We all need exercise. Regular fitness has incredible benefits for your health and wellness. But if you’re new to exercising, it can be hard and confusing to know how to start exercising.
Where do I get started with fitness? When is the best time to work out? What exercises are right for me?
This beginner’s workout guide will help you learn how to start exercising, how to make time for exercise and how to stick to a workout routine that fits your lifestyle.
Let’s start with the basics...
What is exercise?
Exercise is any movement that improves or sustains physical fitness and health. Exercise has many benefits including strengthening muscles, preventing injury, enhancing the cardiovascular system and increasing all-around health and well-being.
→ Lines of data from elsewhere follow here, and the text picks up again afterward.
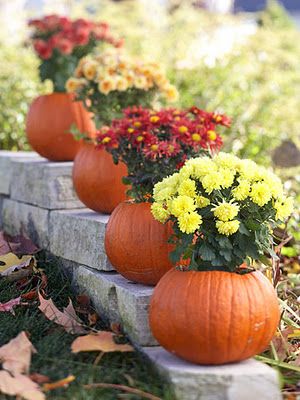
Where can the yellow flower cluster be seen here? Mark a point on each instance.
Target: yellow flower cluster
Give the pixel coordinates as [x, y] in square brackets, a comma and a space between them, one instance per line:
[235, 184]
[113, 70]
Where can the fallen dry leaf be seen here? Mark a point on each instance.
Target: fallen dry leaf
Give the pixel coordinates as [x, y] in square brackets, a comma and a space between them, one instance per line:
[20, 385]
[67, 319]
[93, 318]
[10, 263]
[124, 388]
[15, 356]
[39, 378]
[101, 341]
[61, 383]
[18, 245]
[9, 305]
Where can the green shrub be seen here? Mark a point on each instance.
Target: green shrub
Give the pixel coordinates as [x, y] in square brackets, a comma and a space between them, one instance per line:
[19, 84]
[258, 85]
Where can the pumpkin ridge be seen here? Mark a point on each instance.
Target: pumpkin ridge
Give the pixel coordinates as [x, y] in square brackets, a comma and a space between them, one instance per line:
[267, 310]
[250, 315]
[230, 319]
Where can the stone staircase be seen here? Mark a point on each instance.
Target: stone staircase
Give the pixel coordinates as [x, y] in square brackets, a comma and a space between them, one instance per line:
[37, 198]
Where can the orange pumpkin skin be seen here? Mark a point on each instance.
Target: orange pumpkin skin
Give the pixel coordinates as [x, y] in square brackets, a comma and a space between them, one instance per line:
[48, 121]
[136, 244]
[214, 317]
[97, 180]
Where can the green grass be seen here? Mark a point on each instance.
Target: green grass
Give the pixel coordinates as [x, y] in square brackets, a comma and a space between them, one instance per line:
[55, 360]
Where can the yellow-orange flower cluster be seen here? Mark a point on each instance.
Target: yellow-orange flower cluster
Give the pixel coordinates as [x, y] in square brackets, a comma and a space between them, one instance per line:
[117, 71]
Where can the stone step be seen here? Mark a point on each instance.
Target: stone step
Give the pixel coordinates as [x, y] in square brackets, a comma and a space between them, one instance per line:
[118, 300]
[246, 380]
[76, 238]
[6, 159]
[42, 183]
[24, 218]
[127, 303]
[78, 235]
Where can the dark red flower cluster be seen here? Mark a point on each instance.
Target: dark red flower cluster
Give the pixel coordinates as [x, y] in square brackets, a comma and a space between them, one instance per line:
[56, 32]
[165, 133]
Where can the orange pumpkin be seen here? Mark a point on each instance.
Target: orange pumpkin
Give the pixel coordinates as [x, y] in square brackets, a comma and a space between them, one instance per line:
[97, 180]
[48, 121]
[136, 244]
[214, 317]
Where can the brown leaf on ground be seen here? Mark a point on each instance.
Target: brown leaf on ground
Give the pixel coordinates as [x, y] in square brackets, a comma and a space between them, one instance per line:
[101, 341]
[18, 245]
[39, 378]
[15, 356]
[20, 385]
[61, 383]
[124, 388]
[10, 263]
[93, 318]
[9, 305]
[281, 343]
[67, 319]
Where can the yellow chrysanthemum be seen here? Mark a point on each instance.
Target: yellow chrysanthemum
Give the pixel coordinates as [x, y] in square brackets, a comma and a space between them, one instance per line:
[260, 193]
[202, 201]
[201, 166]
[247, 169]
[226, 160]
[227, 177]
[274, 183]
[188, 188]
[228, 228]
[73, 84]
[89, 69]
[181, 205]
[186, 172]
[189, 222]
[140, 82]
[284, 207]
[121, 84]
[226, 211]
[106, 86]
[211, 182]
[171, 93]
[164, 194]
[159, 212]
[241, 192]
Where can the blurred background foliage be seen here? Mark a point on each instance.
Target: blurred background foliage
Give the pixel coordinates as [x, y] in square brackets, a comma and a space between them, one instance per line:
[245, 66]
[18, 86]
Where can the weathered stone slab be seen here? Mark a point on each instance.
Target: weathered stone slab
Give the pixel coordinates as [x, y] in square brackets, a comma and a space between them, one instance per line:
[78, 235]
[30, 220]
[2, 197]
[119, 301]
[6, 158]
[246, 380]
[43, 183]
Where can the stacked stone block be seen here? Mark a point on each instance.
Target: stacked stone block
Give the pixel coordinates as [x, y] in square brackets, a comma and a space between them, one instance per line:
[38, 199]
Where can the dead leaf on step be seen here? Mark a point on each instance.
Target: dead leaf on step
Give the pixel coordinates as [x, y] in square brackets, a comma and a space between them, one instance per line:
[15, 356]
[58, 384]
[67, 319]
[9, 305]
[101, 341]
[10, 263]
[18, 245]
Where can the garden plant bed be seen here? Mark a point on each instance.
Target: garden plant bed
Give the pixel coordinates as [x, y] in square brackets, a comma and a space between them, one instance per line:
[37, 198]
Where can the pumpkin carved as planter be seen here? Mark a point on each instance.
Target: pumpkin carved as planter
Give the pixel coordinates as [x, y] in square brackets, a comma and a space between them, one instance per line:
[97, 180]
[215, 317]
[49, 120]
[136, 244]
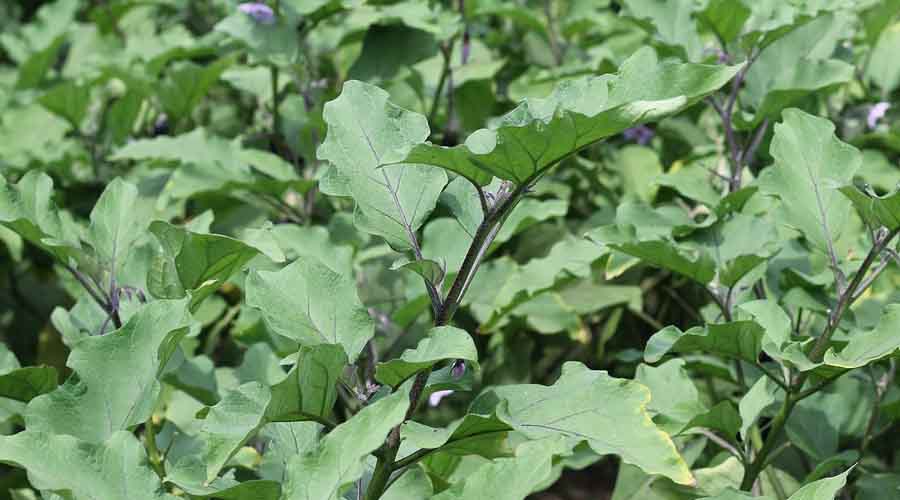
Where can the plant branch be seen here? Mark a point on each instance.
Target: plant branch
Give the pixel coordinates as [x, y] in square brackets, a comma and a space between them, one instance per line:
[847, 297]
[715, 438]
[153, 454]
[481, 242]
[845, 300]
[881, 387]
[447, 53]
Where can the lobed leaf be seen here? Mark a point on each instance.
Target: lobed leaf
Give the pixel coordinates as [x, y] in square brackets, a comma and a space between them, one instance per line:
[539, 133]
[585, 405]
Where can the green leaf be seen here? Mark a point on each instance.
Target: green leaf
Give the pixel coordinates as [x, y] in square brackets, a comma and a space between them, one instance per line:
[739, 244]
[675, 400]
[33, 70]
[639, 167]
[503, 286]
[807, 175]
[823, 489]
[187, 83]
[193, 263]
[365, 132]
[28, 209]
[874, 209]
[796, 65]
[209, 163]
[725, 17]
[441, 343]
[777, 326]
[325, 472]
[116, 385]
[225, 428]
[426, 268]
[482, 435]
[723, 417]
[23, 384]
[673, 23]
[311, 304]
[116, 222]
[508, 478]
[763, 395]
[584, 405]
[867, 347]
[115, 468]
[539, 133]
[649, 235]
[881, 69]
[276, 42]
[732, 494]
[69, 101]
[738, 339]
[387, 50]
[692, 181]
[310, 389]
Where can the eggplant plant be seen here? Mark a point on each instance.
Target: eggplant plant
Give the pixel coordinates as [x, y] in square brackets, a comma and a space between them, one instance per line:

Why is exercise important?
Regular exercise is vital for all kinds of reasons. But a few of the most important are:
- Strengthening your muscles through exercise helps prevent injuries
- Improved fitness can slow aging
- Exercise can improve circulation and cardiovascular health
- Regular exercise can improve your overall happiness and well-being
- Exercise can improve your immune system
Exercise is important for everyone in different ways. Discovering and enjoying the benefits of your own exercise practice is one of the best reasons to start exercising.
Types of Exercise
There are several types of exercise. Exercise can focus on strengthening your muscles, stretching, or working your cardiovascular system.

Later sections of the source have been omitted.